Vooral bij het bestuderen van de Amerikaanse geschiedenis is het handig voor studenten om de verschillen te begrijpen tussen de bevoegdheden van de regeringen die in een land bestaan. In deze activiteit maken studenten een T-kaart die de bevoegdheden van federale en nationale overheden vergelijkt en contrasteert . Hoewel beide regeringen deel uitmaken van hetzelfde land, is het heel duidelijk dat niet alle staten hetzelfde worden bestuurd vanaf het niveau van de staat. Dit machtsverschil kan interessant zijn voor studenten om te onderzoeken.
Studenten moeten kiezen of een van de vijftig Amerikaanse staten toegewezen krijgen en de aan die staat gedelegeerde bevoegdheden vergelijken met die van de federale overheid. Studenten moeten drie bevoegdheden vertegenwoordigen die voorbehouden zijn aan elk van de respectieve regeringen. Hieronder vindt u een nuttige referentie om onderscheid te maken tussen enkele van de bevoegdheden die voorbehouden zijn aan staten en de federale overheid.
Uitgebreide activiteit
Studenten moeten een extra T-grafiek maken of toevoegen aan die van de activiteit die de verschillende wetten tussen twee staten weergeeft. Enkele mogelijke onderwerpen voor deze wetten:
(Deze instructies kunnen volledig worden aangepast. Nadat u op "Activiteit kopiëren" hebt geklikt, werkt u de instructies bij op het tabblad Bewerken van de opdracht.)
Maak een T-kaart die de bevoegdheden van federale en nationale overheden vergelijkt en contrasteert.
Engage students by dividing the class into two teams—one representing the federal government and the other representing state governments. Assign each team to research and present arguments about why their level of government should have more authority over certain issues, such as education or healthcare. This interactive approach encourages critical thinking and helps students understand real-world applications of federalism.
Clarify each student's role by assigning positions like opening speaker, researcher, or rebuttal leader. Provide a rubric or checklist outlining how students will be evaluated, emphasizing respectful discourse and evidence-based arguments.
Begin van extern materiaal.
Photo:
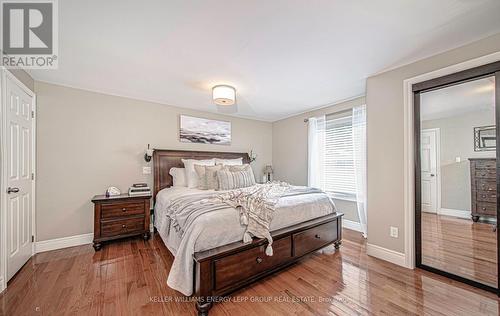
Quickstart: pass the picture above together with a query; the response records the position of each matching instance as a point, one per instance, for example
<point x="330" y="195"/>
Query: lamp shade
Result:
<point x="224" y="95"/>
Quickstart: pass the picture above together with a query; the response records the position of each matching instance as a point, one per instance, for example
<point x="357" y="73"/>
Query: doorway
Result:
<point x="429" y="169"/>
<point x="457" y="175"/>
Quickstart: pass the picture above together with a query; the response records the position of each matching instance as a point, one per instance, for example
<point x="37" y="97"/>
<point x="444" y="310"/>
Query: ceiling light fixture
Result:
<point x="224" y="95"/>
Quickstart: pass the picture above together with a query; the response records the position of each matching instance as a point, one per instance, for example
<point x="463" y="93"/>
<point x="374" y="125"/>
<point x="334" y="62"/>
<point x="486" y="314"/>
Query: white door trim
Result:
<point x="5" y="73"/>
<point x="438" y="166"/>
<point x="409" y="151"/>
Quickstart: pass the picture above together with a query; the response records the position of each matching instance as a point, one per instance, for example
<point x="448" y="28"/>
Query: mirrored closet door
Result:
<point x="456" y="207"/>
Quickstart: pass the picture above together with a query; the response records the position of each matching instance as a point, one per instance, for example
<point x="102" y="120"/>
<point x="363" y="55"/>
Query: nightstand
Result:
<point x="120" y="216"/>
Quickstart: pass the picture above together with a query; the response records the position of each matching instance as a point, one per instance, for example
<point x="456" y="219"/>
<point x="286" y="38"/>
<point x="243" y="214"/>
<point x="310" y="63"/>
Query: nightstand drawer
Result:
<point x="122" y="227"/>
<point x="121" y="209"/>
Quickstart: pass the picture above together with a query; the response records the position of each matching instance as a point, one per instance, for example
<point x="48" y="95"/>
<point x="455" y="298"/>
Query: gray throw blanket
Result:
<point x="256" y="205"/>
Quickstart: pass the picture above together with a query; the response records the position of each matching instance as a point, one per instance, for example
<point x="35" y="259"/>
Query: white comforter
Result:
<point x="223" y="227"/>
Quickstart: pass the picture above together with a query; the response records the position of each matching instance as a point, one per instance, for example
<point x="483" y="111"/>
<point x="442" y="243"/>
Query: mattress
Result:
<point x="223" y="227"/>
This structure ensures all students are involved and know what is expected.
Support student preparation by sharing sample questions and prompts such as, "Who should set education standards?" or "Who should control transportation regulations?" Encourage students to use facts from their T-Chart and the U.S. Constitution to back up their points.
Moderate the discussion to ensure all voices are heard and the debate stays on topic. Prompt students to respond directly to opposing arguments and to summarize what they've heard before making their own points. This builds critical thinking and respectful speaking skills.
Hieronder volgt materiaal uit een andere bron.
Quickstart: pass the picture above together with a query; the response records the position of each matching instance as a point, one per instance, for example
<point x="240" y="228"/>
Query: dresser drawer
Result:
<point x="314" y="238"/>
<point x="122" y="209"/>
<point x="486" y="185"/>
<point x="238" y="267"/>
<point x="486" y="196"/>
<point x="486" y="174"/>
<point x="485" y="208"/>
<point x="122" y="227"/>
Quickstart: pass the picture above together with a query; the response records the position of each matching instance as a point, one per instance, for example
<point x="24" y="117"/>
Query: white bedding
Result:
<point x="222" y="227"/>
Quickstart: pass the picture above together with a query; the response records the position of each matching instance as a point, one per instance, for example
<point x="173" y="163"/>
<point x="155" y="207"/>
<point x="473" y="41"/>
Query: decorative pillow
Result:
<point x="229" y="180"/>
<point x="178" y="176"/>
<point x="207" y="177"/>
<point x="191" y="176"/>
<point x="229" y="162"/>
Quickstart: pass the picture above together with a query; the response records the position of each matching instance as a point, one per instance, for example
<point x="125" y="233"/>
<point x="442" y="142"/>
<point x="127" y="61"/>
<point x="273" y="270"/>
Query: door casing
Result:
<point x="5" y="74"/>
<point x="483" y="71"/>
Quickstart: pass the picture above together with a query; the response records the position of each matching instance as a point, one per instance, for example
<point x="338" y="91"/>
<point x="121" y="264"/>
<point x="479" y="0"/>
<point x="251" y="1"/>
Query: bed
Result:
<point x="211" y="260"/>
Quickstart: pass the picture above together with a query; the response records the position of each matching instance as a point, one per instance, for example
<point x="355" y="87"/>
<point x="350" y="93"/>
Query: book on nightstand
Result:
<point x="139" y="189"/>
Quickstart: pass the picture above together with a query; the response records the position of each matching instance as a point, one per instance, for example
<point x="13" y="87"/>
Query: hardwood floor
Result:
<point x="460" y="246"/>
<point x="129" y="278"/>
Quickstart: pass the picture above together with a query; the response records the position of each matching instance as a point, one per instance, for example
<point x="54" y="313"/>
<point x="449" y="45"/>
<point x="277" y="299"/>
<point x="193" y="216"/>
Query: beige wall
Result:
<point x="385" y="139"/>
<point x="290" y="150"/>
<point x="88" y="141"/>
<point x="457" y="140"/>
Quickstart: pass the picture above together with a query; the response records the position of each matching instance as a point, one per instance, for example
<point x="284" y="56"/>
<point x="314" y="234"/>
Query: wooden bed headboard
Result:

Wrap up the activity by leading a class discussion on how federalism impacts students' lives today. Encourage students to share examples from current events or their own experiences where state and federal powers overlap or conflict. This helps make the lesson meaningful and memorable.
Federale staat in de Verenigde Staten is een systeem waarbij de macht wordt gedeeld tussen de nationale (federale) overheid en de individuele deelstaten. Dit beïnvloedt hoe wetten worden gemaakt, waarbij bepaalde bevoegdheden aan de federale overheid worden toegekend—zoals het slaan van geld en het verklaren van oorlog—en andere aan de deelstaten, zoals het beheren van scholen en lokale wetten.
Om een T-diagram te maken, teken je twee kolommen: één voor de bevoegdheden van de federale overheid en één voor die van de deelstaten. Noem voorbeelden zoals 'Oorlog verklaren' in de federale kolom en 'Staatshandel reguleren' in de deelstaatkolom. Voeg illustraties toe voor elk bevoegdheid om de verschillen te visualiseren.
Bevoegdheden van de federale overheid omvatten het slaan van geld, het verklaren van oorlog en het opzetten van het poststelsel. Bevoegdheden van de deelstaten omvatten het creëren van scholen, het regelen van de staatshandel en het instellen van lokale overheden. Artikel 10 van de Grondwet reserveert alle andere bevoegdheden voor de deelstaten of het volk.
Het begrijpen van het verschil helpt studenten te zien hoe wetten en beleid kunnen variëren tussen de staten en de federale overheid. Deze kennis is cruciaal om te begrijpen hoe de overheid functioneert, waarom bepaalde wetten alleen op sommige plaatsen bestaan, en de rol van Artikel 10.
Leerkrachten kunnen tools voor realtime samenwerking gebruiken, zodat studenten samen aan T-diagrammen werken. Verschillende staten of onderwerpen toewijzen, discussies stimuleren en visuele hulpmiddelen zoals storyboard of groepsactiviteiten gebruiken, kan het leren over federalisme interactiever en leuker maken.